A little while ago, I wrote about how difficult it is to take criticism from coworkers who also happen to be friends. I used the example of my Coworker K. Well maybe I found the reason why. Maybe I have an issue with separating personal from professional. That’s not really a maybe- that’s a definitely. I just can’t seem to separate the two. When can you go to a coworker as a friend and not fear crossing some straight professional line? How much of yourself can you really let people know? And worse yet- when the coworker starts off as a friend first, and then becomes coworker only- it makes the relationship even harder to navigate. Do you pull away completely and close yourself off to all personal contact? Or do you have to play that stupid game where you can only tell some things and not others? I’m an all or nothing kind of girl. I don’t play the games- never have. I’m not a fake person and if I hate you I’m going to tell you. If you upset me, I’m going to let you know. I’m not going to pretend that you’re some wonderful person if you’re not. That’s something I pride myself on. If I worked with my best friend and I got upset with her outside of work for something, then it would be difficult to act like I’m ok with her at work. Even though I know it’s necessary and in a lot of cases, mandatory.

But other than checking every syllable, every thought, and every keystroke- what are we real people supposed to do? We aren’t robots. Our personality is what makes us who we are. I was hired based on my personality- I had 0 experience. My enthusiasm, willingness to learn, and honest acknowledgment of my shortcomings is what got me where I am. And now I feel like those traits that inherently make me who I am- need to be beaten out of me to succeed. Maybe I’m totally off-base. But think about it… someone used this analogy with me the other day and it made a lot of sense.

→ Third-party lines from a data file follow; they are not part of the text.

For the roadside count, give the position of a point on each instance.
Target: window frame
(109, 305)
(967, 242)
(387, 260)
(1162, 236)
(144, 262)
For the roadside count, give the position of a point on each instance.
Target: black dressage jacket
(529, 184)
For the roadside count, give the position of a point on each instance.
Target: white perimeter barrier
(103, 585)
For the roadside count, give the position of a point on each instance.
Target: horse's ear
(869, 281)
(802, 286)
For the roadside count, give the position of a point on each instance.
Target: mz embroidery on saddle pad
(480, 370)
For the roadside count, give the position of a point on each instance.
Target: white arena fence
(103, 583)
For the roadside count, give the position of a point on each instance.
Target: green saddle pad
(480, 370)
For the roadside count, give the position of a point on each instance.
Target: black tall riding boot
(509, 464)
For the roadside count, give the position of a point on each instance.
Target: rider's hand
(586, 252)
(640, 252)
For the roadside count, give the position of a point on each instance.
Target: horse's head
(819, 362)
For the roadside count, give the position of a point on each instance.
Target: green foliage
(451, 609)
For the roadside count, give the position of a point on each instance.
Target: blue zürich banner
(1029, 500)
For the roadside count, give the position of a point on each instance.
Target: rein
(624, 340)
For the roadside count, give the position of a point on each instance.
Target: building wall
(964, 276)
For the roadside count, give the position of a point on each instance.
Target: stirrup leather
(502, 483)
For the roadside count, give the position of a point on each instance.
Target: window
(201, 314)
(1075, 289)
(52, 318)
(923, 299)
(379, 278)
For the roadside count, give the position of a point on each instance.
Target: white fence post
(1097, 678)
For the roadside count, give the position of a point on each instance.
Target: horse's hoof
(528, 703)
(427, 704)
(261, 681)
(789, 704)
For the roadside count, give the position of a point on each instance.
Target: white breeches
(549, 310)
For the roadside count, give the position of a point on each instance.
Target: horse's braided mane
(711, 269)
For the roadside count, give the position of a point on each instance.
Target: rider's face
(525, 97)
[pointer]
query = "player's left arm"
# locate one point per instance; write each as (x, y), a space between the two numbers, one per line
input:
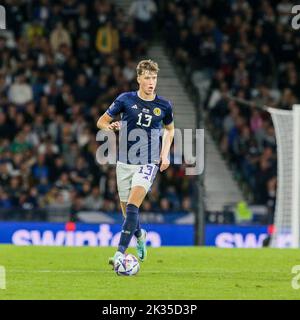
(167, 140)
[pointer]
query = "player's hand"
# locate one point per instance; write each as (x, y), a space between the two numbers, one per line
(115, 126)
(165, 162)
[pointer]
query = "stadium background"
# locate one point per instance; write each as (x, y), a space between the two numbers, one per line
(63, 62)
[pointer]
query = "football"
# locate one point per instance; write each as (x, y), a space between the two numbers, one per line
(127, 265)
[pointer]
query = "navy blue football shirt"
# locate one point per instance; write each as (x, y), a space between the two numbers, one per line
(141, 126)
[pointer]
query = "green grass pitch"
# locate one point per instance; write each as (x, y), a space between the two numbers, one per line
(169, 273)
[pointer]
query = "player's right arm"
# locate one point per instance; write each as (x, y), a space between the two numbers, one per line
(105, 121)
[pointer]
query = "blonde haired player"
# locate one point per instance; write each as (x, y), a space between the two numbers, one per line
(148, 112)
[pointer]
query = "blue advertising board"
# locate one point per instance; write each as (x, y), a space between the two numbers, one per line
(85, 234)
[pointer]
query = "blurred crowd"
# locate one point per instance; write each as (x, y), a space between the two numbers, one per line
(62, 63)
(246, 49)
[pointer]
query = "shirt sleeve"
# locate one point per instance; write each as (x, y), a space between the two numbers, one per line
(116, 107)
(169, 115)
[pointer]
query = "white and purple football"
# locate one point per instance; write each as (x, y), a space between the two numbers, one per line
(127, 265)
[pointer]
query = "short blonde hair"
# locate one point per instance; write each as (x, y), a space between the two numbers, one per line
(146, 65)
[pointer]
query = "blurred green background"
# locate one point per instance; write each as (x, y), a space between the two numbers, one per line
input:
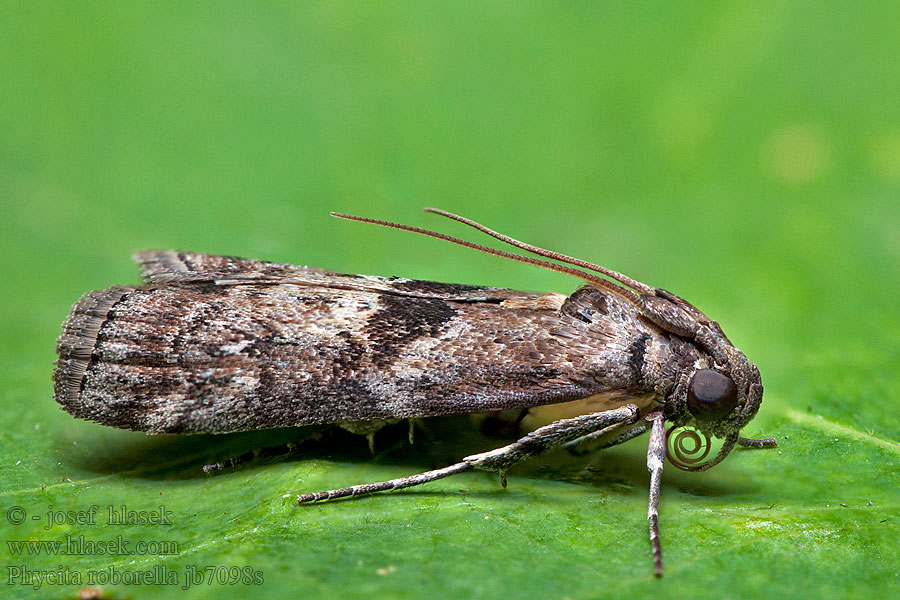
(745, 155)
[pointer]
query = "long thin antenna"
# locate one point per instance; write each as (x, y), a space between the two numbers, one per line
(623, 279)
(599, 281)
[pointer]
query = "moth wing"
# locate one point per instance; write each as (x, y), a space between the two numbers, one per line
(186, 268)
(217, 358)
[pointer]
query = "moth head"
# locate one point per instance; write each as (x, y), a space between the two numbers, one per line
(719, 391)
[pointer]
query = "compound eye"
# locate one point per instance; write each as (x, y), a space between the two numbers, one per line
(711, 395)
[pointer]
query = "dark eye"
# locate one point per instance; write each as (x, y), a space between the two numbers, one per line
(711, 395)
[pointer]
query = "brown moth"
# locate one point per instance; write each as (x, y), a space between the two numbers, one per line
(216, 344)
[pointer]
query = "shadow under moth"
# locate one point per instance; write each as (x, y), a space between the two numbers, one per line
(217, 344)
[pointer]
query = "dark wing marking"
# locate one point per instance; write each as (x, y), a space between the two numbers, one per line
(185, 268)
(216, 358)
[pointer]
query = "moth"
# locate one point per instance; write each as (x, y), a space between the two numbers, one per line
(217, 344)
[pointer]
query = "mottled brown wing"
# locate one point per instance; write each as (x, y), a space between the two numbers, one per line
(183, 268)
(210, 354)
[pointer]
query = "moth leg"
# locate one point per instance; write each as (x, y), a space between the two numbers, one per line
(583, 445)
(754, 443)
(550, 436)
(656, 452)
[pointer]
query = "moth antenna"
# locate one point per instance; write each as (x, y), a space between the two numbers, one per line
(623, 279)
(598, 281)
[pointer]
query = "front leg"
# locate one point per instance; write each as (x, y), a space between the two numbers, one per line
(550, 436)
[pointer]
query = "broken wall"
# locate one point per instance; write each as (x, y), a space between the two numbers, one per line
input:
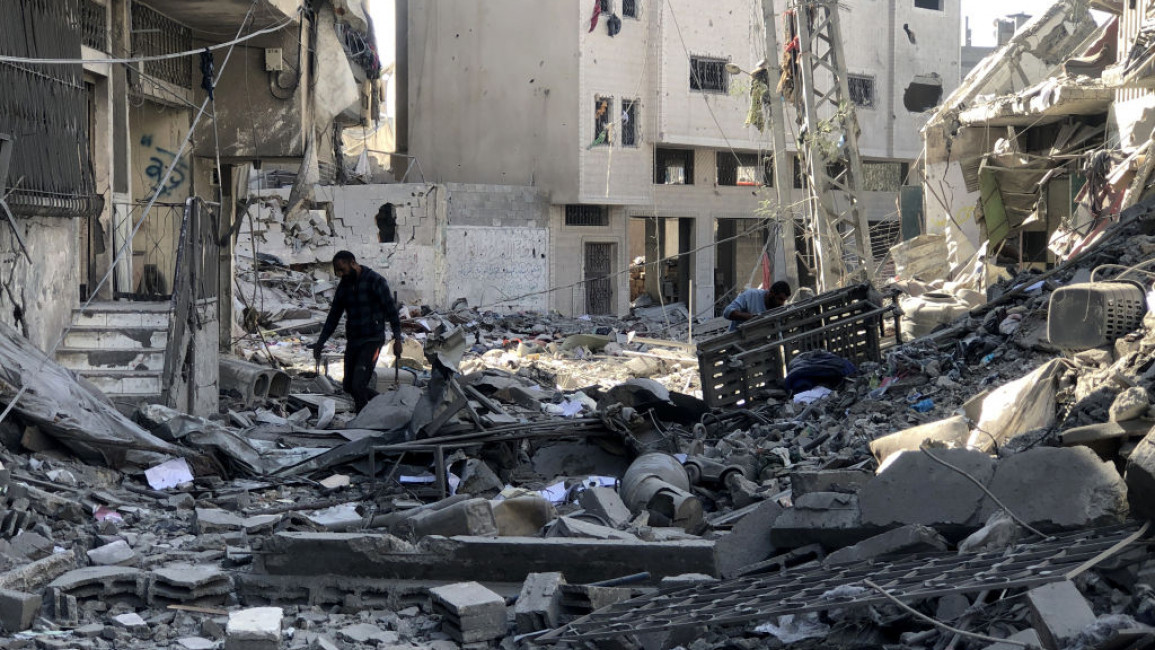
(433, 243)
(37, 296)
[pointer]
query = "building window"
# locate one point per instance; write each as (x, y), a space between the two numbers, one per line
(707, 75)
(630, 122)
(744, 170)
(800, 180)
(603, 117)
(673, 166)
(884, 177)
(590, 216)
(862, 90)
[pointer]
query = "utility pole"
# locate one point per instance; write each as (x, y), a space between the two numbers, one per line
(840, 230)
(782, 162)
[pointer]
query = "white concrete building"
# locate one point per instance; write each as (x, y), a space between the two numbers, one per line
(638, 134)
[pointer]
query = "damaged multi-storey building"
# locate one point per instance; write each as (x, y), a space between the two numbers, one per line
(1044, 142)
(124, 169)
(639, 131)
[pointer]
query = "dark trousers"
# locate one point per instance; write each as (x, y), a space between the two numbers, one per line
(360, 360)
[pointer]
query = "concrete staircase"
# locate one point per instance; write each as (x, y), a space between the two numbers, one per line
(119, 348)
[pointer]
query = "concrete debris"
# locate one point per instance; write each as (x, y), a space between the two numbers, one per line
(573, 464)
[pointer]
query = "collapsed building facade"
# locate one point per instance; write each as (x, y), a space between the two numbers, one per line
(873, 467)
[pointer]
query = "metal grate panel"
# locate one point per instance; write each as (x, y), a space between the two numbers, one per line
(759, 598)
(156, 34)
(94, 23)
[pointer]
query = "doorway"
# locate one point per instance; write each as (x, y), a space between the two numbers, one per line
(598, 275)
(661, 249)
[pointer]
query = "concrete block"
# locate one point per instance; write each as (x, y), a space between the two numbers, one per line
(828, 480)
(1131, 404)
(831, 518)
(474, 516)
(1025, 636)
(910, 538)
(1141, 477)
(539, 603)
(1058, 612)
(606, 505)
(915, 490)
(470, 613)
(952, 432)
(749, 542)
(487, 559)
(1092, 492)
(255, 628)
(17, 610)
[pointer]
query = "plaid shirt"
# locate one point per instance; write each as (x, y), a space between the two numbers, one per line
(366, 301)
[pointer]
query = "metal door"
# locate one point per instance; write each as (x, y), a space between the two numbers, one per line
(598, 283)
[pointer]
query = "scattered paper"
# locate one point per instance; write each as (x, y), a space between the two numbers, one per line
(169, 473)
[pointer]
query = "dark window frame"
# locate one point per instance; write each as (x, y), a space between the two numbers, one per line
(603, 121)
(728, 165)
(581, 215)
(663, 156)
(707, 74)
(869, 83)
(630, 136)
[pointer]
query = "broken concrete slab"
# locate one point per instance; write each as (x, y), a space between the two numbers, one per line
(1131, 404)
(1140, 477)
(17, 610)
(908, 539)
(474, 516)
(828, 480)
(951, 433)
(1092, 492)
(605, 505)
(539, 603)
(831, 518)
(749, 542)
(367, 633)
(946, 499)
(1058, 612)
(483, 559)
(470, 613)
(255, 628)
(114, 553)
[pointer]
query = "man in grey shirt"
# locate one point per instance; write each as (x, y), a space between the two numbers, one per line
(754, 301)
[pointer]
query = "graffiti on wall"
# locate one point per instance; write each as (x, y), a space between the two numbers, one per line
(158, 163)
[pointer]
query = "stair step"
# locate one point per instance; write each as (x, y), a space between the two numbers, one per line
(116, 383)
(119, 338)
(102, 315)
(105, 358)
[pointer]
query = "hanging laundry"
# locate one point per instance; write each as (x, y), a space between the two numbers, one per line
(613, 24)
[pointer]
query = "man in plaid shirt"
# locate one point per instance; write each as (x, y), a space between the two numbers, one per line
(364, 298)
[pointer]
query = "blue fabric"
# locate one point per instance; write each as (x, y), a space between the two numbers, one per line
(752, 300)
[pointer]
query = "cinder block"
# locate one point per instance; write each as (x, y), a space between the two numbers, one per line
(470, 612)
(1058, 613)
(17, 610)
(539, 603)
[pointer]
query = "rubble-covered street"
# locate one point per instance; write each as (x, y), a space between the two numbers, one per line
(412, 328)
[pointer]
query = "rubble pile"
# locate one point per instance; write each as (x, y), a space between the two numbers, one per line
(528, 479)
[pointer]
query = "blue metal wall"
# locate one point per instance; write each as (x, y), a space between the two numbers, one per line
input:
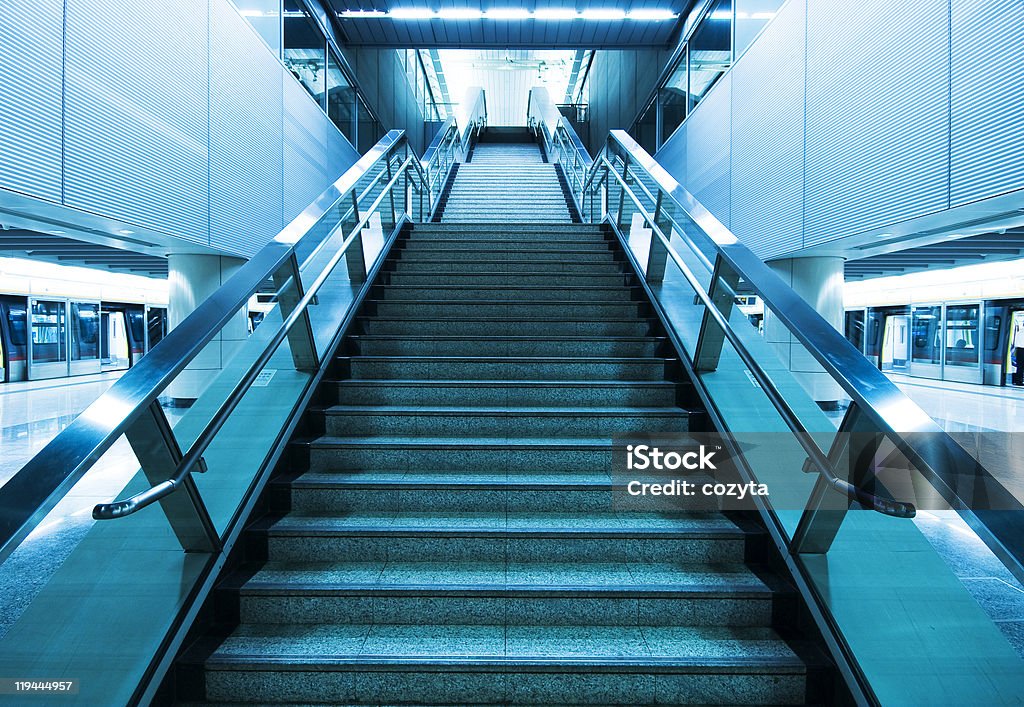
(842, 118)
(174, 117)
(31, 35)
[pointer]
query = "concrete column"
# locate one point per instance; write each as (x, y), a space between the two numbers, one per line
(190, 279)
(819, 281)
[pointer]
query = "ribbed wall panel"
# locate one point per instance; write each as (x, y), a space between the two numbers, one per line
(340, 156)
(305, 149)
(987, 105)
(768, 137)
(31, 58)
(246, 159)
(136, 113)
(878, 129)
(708, 151)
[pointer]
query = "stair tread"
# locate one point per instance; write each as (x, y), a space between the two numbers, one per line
(473, 337)
(502, 523)
(520, 479)
(461, 442)
(503, 382)
(492, 411)
(492, 578)
(696, 648)
(519, 359)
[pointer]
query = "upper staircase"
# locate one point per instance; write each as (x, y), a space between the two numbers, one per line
(443, 532)
(507, 182)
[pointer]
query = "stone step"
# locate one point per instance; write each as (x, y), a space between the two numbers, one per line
(484, 421)
(513, 594)
(499, 293)
(466, 492)
(579, 255)
(507, 326)
(489, 264)
(507, 537)
(504, 368)
(486, 245)
(509, 280)
(462, 665)
(457, 453)
(427, 308)
(406, 344)
(510, 393)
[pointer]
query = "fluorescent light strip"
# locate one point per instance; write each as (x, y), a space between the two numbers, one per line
(512, 13)
(507, 13)
(460, 13)
(555, 13)
(603, 14)
(651, 15)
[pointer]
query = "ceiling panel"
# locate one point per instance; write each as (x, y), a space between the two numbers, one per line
(67, 251)
(963, 251)
(578, 34)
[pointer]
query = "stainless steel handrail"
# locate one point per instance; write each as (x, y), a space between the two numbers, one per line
(804, 438)
(561, 143)
(954, 473)
(35, 490)
(195, 453)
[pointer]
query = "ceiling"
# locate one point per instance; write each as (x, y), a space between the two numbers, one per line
(29, 244)
(506, 77)
(965, 251)
(482, 33)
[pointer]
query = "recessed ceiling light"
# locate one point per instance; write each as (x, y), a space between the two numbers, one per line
(460, 13)
(411, 13)
(603, 14)
(651, 15)
(507, 13)
(555, 13)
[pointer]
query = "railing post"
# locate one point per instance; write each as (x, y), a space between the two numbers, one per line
(622, 195)
(300, 337)
(156, 448)
(711, 338)
(657, 254)
(394, 210)
(354, 259)
(854, 448)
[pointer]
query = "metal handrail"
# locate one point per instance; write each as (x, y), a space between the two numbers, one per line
(142, 499)
(804, 438)
(34, 491)
(561, 143)
(944, 463)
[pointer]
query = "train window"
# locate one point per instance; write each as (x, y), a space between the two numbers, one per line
(16, 323)
(157, 325)
(855, 328)
(84, 331)
(925, 335)
(962, 335)
(993, 324)
(136, 320)
(49, 329)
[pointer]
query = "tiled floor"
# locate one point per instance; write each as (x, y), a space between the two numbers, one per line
(961, 407)
(32, 413)
(993, 416)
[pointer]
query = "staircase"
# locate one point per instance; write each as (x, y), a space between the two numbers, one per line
(506, 182)
(444, 533)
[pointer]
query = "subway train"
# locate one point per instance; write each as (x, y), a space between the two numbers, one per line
(963, 340)
(43, 336)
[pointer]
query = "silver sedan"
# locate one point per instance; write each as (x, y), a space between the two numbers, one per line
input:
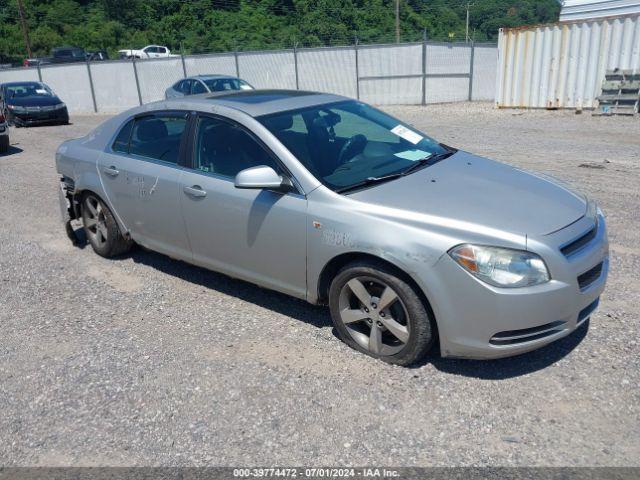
(327, 199)
(204, 84)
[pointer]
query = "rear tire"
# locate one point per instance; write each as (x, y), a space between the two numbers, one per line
(101, 228)
(377, 312)
(4, 143)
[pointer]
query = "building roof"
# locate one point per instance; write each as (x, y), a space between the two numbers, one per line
(573, 10)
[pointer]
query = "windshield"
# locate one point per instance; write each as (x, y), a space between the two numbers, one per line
(28, 89)
(224, 84)
(347, 143)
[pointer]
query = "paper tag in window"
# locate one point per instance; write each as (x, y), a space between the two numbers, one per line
(408, 135)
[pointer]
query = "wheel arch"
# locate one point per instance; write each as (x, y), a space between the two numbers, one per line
(78, 197)
(333, 266)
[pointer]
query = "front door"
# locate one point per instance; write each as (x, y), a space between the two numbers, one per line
(256, 235)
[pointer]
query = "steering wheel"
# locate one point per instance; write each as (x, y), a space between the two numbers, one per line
(352, 147)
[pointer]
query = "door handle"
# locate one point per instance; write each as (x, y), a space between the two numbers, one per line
(195, 191)
(112, 171)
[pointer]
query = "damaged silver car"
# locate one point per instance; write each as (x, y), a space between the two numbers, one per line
(410, 242)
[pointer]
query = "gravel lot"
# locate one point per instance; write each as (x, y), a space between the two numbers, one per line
(149, 361)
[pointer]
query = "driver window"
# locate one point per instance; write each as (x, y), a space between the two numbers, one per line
(226, 149)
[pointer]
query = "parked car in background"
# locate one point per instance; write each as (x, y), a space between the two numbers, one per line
(328, 199)
(35, 62)
(31, 103)
(98, 56)
(68, 55)
(4, 134)
(150, 51)
(204, 84)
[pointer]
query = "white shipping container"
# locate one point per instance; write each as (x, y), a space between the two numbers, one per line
(562, 65)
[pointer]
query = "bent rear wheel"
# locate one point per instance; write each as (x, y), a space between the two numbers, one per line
(102, 229)
(380, 314)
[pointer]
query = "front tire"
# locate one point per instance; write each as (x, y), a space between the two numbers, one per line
(378, 313)
(101, 228)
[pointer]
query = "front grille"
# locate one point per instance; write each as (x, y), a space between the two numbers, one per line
(590, 276)
(513, 337)
(579, 242)
(588, 310)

If you absolutely hated the owner of the company you work for or the CEO or someone of that power- would you tell him you hated him or cop some bitchy attitude with him if he asked you to do something. No way! You’d smile and accept any task graciously and eagerly and then you’d get that task done as quickly, efficiently, and beautifully as you possibly could. 

Back to my point. I try to hold my emotions. I try to stay professional. But what if your frustrations don’t lie with the owner of the company? What if they are just with any person at work? Sometimes you just can’t help it. I get upset. I take things personally. I probably shouldn’t, but I do.  You can’t let your personal life interfere with your professional life. But I just don’t know how to shut myself off.

Are we starting to see a pattern here? 

So how do you do it? How do you control your emotions even when you want to scream? Write it off as stupid work problem? Laugh it off? Go home and do a lot of bitching but smile like everything is cool tomorrow? Seriously?! I need some tips!